Mami Talks: 5 Healthy Eating Tips for Families

Mami Talks: 5 Healthy Eating Tips of Families

Trying to eat healthier for many of us means cleaning up our diet and watching both what we eat - as well as how much.  

“The fast pace of our lives makes eating mindfully tough for many of us,” said ECOlunchbox founder Sandra Ann Harris whose company specializes in non-toxic reusable food containers and lunch boxes. “Too often we’re just mindlessly grabbing a quick bite in the car while we’re driving to work or taking our child to their soccer game or music lesson.”

To inspire parents and healthy eaters everywhere to eat more mindfully, ECOlunchbox has put together a list of its top 5 healthy eating tips.

1. How much is too much? Start by learning about portion sizes. If you’re eating something out of a package, check the nutritional label’s recommended portion size and noted caloric value. Eating fresh foods and cooking at home? Ask your doctor for portion control guidance and check out Dietary Guidelines for Americans put out by the USDA and Department of Health and Human Services.

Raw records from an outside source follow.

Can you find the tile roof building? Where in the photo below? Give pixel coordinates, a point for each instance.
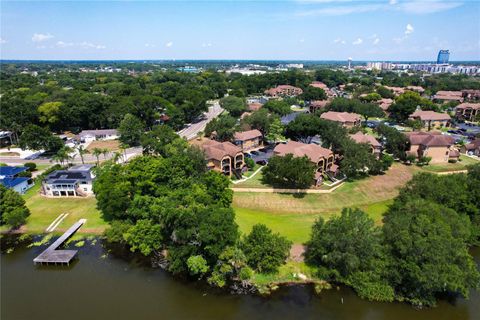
(224, 157)
(345, 118)
(449, 96)
(322, 158)
(431, 119)
(432, 144)
(248, 140)
(361, 137)
(467, 111)
(284, 90)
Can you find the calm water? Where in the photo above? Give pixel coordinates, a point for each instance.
(99, 287)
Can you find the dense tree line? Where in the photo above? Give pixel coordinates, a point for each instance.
(421, 252)
(167, 200)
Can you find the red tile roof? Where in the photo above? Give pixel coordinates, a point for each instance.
(218, 150)
(247, 135)
(467, 105)
(360, 137)
(340, 116)
(430, 139)
(430, 115)
(312, 151)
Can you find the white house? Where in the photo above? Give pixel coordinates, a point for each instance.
(103, 134)
(74, 182)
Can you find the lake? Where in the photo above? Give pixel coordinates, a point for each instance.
(101, 285)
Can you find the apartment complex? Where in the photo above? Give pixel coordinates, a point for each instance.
(224, 157)
(346, 119)
(361, 137)
(468, 111)
(431, 119)
(284, 90)
(248, 140)
(432, 144)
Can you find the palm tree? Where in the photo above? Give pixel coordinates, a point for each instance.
(81, 152)
(97, 152)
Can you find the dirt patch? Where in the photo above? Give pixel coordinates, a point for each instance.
(111, 145)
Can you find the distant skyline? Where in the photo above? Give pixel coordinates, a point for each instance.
(408, 30)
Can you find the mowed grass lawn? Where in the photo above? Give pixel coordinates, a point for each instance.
(296, 226)
(43, 211)
(457, 166)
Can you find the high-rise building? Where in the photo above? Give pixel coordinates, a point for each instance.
(443, 56)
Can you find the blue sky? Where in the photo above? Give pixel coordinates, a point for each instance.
(297, 29)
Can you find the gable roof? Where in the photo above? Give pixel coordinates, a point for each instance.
(298, 149)
(430, 115)
(430, 139)
(247, 135)
(360, 137)
(218, 150)
(10, 172)
(340, 116)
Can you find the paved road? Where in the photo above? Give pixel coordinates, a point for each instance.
(88, 158)
(192, 131)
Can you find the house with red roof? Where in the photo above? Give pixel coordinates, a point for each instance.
(431, 119)
(250, 140)
(432, 144)
(346, 119)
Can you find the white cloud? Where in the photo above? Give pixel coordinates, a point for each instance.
(409, 29)
(357, 42)
(40, 37)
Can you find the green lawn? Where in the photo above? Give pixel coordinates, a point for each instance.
(460, 165)
(45, 210)
(296, 226)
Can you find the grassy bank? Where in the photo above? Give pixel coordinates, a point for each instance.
(296, 226)
(43, 211)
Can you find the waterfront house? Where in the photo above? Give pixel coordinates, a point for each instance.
(103, 134)
(77, 181)
(346, 119)
(10, 177)
(248, 140)
(432, 144)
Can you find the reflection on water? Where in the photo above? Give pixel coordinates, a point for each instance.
(100, 286)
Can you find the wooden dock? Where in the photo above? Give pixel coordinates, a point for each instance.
(53, 256)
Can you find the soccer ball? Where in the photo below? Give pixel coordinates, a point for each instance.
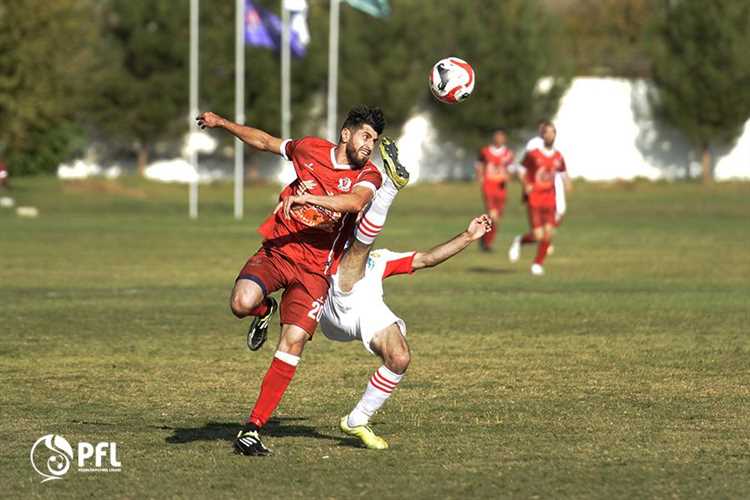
(452, 80)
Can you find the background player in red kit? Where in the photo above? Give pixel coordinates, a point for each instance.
(540, 165)
(492, 174)
(302, 243)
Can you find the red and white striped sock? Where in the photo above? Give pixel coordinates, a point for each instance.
(379, 389)
(373, 220)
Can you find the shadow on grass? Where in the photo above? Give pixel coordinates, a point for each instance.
(490, 270)
(226, 431)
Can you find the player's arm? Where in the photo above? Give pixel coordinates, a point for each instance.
(349, 202)
(253, 137)
(431, 258)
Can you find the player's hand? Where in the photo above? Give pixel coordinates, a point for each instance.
(479, 226)
(209, 120)
(290, 201)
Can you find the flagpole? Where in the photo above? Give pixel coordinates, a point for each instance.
(286, 53)
(239, 105)
(333, 71)
(194, 37)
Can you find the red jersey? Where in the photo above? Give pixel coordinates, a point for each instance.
(541, 166)
(314, 237)
(495, 163)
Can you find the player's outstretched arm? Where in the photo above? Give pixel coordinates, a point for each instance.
(256, 138)
(477, 228)
(349, 202)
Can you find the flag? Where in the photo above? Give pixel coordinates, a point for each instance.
(377, 8)
(263, 29)
(298, 20)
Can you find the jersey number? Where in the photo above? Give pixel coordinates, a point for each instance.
(316, 311)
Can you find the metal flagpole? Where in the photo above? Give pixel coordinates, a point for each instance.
(239, 105)
(333, 70)
(286, 54)
(194, 36)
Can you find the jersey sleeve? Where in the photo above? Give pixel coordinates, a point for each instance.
(289, 146)
(370, 178)
(399, 263)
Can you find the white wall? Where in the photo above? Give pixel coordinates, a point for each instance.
(605, 131)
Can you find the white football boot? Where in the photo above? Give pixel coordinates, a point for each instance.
(537, 269)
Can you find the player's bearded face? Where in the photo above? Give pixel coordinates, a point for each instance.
(360, 145)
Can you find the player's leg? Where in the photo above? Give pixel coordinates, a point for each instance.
(390, 345)
(545, 241)
(493, 211)
(352, 266)
(259, 276)
(301, 306)
(490, 208)
(532, 236)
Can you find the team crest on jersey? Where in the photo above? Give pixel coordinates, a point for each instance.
(345, 184)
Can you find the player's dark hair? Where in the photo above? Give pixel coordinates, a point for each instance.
(543, 124)
(361, 115)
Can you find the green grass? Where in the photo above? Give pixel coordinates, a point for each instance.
(622, 373)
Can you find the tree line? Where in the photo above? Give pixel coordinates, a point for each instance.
(115, 72)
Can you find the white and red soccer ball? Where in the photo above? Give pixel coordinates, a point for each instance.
(452, 80)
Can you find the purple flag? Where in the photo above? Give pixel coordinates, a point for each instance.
(263, 29)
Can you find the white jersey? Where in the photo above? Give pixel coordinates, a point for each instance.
(360, 313)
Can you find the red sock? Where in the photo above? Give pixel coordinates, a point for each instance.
(272, 389)
(261, 309)
(489, 237)
(541, 251)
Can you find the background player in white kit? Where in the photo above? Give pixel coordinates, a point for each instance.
(355, 310)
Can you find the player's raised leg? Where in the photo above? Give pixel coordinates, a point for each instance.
(545, 240)
(390, 345)
(352, 266)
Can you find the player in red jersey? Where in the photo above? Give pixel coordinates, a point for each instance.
(541, 166)
(303, 241)
(492, 173)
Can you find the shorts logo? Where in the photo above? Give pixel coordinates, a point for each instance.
(52, 455)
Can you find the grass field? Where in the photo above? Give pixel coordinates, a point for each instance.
(622, 373)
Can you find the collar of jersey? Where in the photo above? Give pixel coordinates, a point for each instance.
(337, 165)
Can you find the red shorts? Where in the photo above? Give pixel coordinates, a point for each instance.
(304, 292)
(494, 199)
(541, 216)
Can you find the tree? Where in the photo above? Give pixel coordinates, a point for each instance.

2. Measure twice, eat once. Once you know your desired portion, then pick a non-toxic food container that’s the perfect size to fit your perfect portion to make meal planning quick and easy. Stainless steel ECOlunchbox containers, for example, are a great BPA-free choice since information about capacity is readily available on the company’s Website. Glass containers are another healthy option. Still unsure? Use a measuring cup!

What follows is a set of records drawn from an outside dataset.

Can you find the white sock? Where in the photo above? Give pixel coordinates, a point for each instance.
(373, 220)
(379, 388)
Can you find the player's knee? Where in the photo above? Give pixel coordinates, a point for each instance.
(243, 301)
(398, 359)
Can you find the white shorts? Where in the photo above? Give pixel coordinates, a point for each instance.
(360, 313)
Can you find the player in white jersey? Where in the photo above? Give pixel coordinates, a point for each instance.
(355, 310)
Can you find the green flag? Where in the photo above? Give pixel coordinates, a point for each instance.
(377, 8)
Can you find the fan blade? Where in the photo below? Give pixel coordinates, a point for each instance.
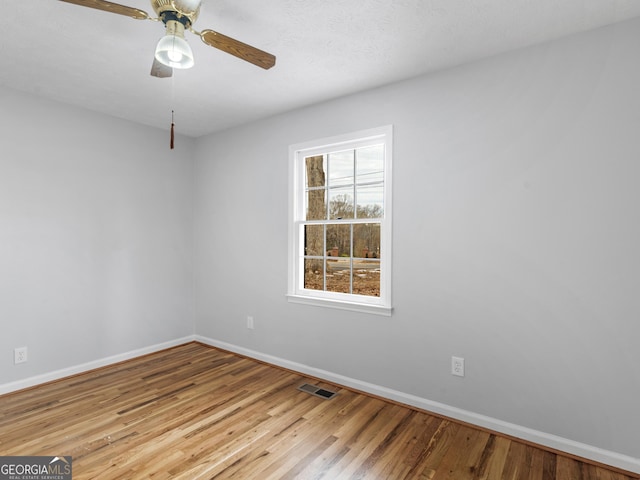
(160, 70)
(241, 50)
(111, 7)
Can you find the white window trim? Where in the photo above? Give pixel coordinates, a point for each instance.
(374, 305)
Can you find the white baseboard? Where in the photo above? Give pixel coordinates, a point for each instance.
(555, 442)
(589, 452)
(85, 367)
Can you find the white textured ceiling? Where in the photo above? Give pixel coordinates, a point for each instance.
(324, 49)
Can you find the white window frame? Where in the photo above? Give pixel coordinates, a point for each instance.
(381, 305)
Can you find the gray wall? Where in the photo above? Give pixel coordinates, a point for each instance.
(96, 234)
(516, 233)
(516, 239)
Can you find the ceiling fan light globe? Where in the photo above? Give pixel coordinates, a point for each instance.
(174, 51)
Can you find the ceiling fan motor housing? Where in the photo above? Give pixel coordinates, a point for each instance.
(183, 11)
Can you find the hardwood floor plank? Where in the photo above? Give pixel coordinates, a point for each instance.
(194, 413)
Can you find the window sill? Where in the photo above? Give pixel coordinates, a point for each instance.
(351, 306)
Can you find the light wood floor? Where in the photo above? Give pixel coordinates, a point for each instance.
(194, 412)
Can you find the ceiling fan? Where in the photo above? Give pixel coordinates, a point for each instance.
(172, 50)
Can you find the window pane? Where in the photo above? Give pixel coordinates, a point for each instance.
(341, 203)
(315, 171)
(370, 164)
(366, 240)
(315, 204)
(338, 240)
(314, 274)
(339, 275)
(314, 240)
(370, 201)
(341, 166)
(366, 277)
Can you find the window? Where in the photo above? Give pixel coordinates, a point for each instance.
(340, 222)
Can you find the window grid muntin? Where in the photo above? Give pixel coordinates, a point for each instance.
(367, 138)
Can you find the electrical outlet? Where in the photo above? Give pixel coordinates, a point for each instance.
(19, 355)
(457, 366)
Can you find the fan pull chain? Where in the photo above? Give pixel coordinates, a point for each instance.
(172, 130)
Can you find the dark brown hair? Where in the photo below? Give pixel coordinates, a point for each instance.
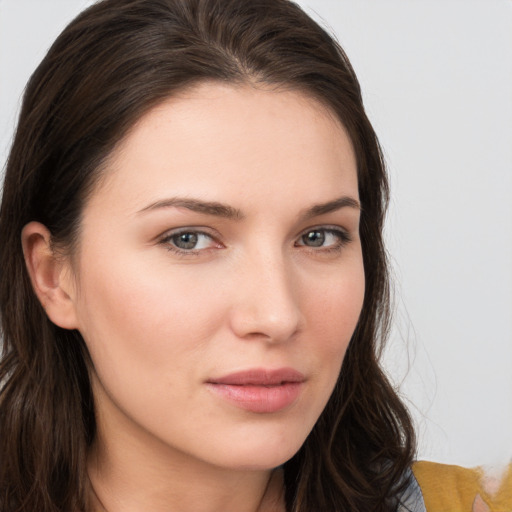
(114, 62)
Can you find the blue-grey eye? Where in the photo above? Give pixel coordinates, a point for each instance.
(185, 240)
(315, 238)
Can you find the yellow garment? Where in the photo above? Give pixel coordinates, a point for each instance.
(455, 489)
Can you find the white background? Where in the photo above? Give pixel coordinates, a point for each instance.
(437, 82)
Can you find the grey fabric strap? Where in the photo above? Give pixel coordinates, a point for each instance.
(412, 499)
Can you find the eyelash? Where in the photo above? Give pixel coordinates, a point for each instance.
(343, 238)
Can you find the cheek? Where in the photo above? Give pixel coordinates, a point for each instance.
(333, 313)
(144, 323)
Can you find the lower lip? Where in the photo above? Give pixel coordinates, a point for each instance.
(260, 399)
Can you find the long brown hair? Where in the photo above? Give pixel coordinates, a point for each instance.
(112, 64)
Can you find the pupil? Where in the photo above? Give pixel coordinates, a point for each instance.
(186, 240)
(314, 238)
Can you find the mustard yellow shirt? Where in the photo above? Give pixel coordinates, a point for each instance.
(447, 488)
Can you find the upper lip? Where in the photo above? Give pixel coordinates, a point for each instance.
(260, 377)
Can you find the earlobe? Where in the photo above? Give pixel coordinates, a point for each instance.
(50, 276)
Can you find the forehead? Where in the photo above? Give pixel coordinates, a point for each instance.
(233, 140)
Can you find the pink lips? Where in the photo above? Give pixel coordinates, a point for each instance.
(260, 390)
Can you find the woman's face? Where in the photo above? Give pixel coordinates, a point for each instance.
(219, 276)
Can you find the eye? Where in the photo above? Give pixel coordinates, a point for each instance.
(326, 238)
(188, 241)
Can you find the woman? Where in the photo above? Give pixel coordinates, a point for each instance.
(193, 316)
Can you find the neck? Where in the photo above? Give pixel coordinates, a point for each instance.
(123, 488)
(130, 471)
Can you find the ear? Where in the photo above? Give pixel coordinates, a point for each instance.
(50, 275)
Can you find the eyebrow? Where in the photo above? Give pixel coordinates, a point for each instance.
(222, 210)
(196, 205)
(331, 206)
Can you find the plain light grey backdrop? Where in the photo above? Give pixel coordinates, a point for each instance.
(437, 82)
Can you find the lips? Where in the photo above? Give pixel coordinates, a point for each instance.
(259, 390)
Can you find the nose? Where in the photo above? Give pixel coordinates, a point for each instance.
(267, 300)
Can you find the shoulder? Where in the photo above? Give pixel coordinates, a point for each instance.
(448, 488)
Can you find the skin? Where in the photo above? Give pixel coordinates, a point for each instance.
(276, 284)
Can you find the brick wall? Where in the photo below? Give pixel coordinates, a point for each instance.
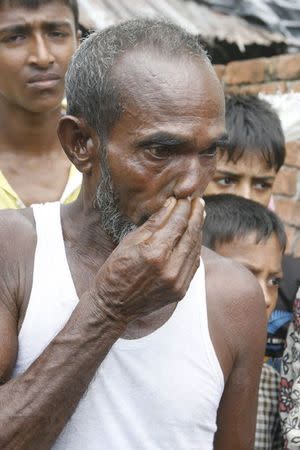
(270, 76)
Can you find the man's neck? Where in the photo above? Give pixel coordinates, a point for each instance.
(24, 133)
(88, 238)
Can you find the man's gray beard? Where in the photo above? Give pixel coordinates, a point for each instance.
(114, 223)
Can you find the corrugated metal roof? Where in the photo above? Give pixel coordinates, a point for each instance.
(198, 19)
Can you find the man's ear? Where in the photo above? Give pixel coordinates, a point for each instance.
(79, 141)
(78, 37)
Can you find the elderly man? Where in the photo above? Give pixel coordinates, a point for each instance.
(114, 332)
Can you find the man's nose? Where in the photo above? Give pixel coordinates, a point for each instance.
(245, 190)
(40, 53)
(191, 180)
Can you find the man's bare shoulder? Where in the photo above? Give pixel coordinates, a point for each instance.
(18, 233)
(236, 308)
(230, 280)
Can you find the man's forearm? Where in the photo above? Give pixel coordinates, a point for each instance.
(35, 406)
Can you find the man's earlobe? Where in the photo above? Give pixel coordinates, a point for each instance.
(78, 142)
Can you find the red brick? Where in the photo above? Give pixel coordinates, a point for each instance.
(291, 233)
(284, 67)
(220, 70)
(293, 86)
(293, 154)
(288, 210)
(245, 72)
(286, 182)
(266, 88)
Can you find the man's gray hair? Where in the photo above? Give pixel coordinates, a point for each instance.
(93, 92)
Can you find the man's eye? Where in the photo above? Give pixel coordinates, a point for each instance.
(210, 152)
(159, 152)
(262, 185)
(14, 38)
(275, 281)
(58, 34)
(226, 181)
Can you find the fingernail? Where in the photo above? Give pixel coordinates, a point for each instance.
(169, 202)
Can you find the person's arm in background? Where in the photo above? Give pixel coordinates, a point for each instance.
(289, 391)
(236, 418)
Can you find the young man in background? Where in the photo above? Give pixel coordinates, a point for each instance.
(247, 166)
(252, 235)
(37, 40)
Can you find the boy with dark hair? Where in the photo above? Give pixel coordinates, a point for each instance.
(254, 153)
(254, 236)
(37, 40)
(247, 166)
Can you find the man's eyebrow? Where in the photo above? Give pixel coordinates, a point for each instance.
(21, 27)
(267, 178)
(57, 24)
(17, 28)
(162, 139)
(166, 139)
(222, 141)
(227, 173)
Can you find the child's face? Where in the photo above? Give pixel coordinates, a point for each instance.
(263, 259)
(249, 177)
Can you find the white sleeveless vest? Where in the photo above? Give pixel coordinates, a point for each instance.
(160, 392)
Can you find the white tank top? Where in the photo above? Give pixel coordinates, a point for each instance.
(160, 392)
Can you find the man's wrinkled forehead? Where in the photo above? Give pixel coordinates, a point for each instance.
(168, 85)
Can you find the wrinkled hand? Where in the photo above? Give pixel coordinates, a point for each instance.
(153, 265)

3. Learn to “ballpark” portion sizes. Estimate your food portions relative to known objects, nutritionists advise. For example, three ounces of cooked meat, fish or poultry is about the size of a deck of cards.

a.     ½ cup is the size of an ice cream scoop

b.     1 cup is the size of a tennis ball

c.     1 ounce of cheese is the size of a domino

d.     2 tablespoons are the size of a ping pong ball

4. Plan ahead DIY single-serving packsIf you’re a busy mom or executive, plan ahead and pack lunches and snacks ahead of time. For example, dedicate 15 minutes on Sunday evening to pre-pack your meals.  Re-portion into reusable food containers snack-sized quantities of healthy dry snacks; nuts and dried fruits; carrots sticks and other cut up vegetables, dips (like hummus, yogurt, tahini); and leftovers (like meats, soups, pastas or rice). This way when you grab and go, you’re sure to make mindful choices.

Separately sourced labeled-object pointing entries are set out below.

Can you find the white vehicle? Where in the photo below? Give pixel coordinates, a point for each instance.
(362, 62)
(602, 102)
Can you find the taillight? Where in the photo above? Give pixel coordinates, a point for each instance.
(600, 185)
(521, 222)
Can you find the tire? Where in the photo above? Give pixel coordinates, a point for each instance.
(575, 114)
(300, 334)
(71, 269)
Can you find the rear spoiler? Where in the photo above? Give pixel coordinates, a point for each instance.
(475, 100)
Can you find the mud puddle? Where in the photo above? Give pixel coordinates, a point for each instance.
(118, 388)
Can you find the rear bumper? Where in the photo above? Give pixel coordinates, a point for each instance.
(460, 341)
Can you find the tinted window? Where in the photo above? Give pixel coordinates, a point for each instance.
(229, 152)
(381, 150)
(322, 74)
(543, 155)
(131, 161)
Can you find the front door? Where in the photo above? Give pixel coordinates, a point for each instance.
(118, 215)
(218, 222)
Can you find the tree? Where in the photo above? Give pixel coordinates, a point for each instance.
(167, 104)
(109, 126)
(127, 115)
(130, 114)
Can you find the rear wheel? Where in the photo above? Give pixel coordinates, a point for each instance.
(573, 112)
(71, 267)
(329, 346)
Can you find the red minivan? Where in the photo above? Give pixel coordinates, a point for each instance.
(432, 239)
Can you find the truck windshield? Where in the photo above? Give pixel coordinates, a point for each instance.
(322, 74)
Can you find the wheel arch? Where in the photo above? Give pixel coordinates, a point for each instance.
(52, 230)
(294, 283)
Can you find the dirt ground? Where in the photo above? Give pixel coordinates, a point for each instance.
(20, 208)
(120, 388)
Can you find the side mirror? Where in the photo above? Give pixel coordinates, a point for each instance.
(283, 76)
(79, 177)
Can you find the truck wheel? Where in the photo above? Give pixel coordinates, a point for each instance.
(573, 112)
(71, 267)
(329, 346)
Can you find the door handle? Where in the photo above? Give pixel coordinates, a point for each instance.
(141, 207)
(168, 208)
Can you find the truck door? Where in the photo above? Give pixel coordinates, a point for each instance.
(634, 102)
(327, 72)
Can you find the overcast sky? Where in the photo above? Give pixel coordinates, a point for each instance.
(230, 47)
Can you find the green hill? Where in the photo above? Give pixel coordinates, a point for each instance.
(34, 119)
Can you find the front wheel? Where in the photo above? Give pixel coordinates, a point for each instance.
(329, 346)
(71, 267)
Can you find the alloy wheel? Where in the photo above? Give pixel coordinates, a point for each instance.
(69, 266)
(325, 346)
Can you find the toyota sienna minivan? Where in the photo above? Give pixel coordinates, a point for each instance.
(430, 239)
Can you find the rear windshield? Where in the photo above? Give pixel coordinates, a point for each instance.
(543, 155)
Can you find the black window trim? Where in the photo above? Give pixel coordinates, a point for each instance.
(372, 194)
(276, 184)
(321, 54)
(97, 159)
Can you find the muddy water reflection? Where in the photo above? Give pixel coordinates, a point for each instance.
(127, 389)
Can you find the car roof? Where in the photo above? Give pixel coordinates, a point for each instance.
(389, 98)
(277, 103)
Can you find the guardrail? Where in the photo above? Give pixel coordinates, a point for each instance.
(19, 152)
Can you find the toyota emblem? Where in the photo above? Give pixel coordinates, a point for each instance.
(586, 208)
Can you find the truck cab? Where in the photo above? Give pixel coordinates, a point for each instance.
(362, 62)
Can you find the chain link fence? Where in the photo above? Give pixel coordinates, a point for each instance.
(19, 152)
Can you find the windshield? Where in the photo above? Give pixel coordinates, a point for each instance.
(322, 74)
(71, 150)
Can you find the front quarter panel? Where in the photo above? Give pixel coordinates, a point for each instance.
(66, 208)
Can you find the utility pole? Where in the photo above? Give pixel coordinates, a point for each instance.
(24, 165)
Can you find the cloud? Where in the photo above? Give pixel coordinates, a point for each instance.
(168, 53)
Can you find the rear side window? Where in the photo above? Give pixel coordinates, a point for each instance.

5. Variety is the spice of life! Dietary variety is one of the core principles of nutrition.
Have fun with your food choices. Mix it up! Several ECOlunchbox containers are designed to fit three food groups, such as the ECOlunchbox Three in One, Trio Bento and stainless steel divided trays.  Dieticians recommend that we eat appropriate portions of three of the five food groups at every meal and you’ll have the satisfaction of knowing you’re covering all your bases nutritionally.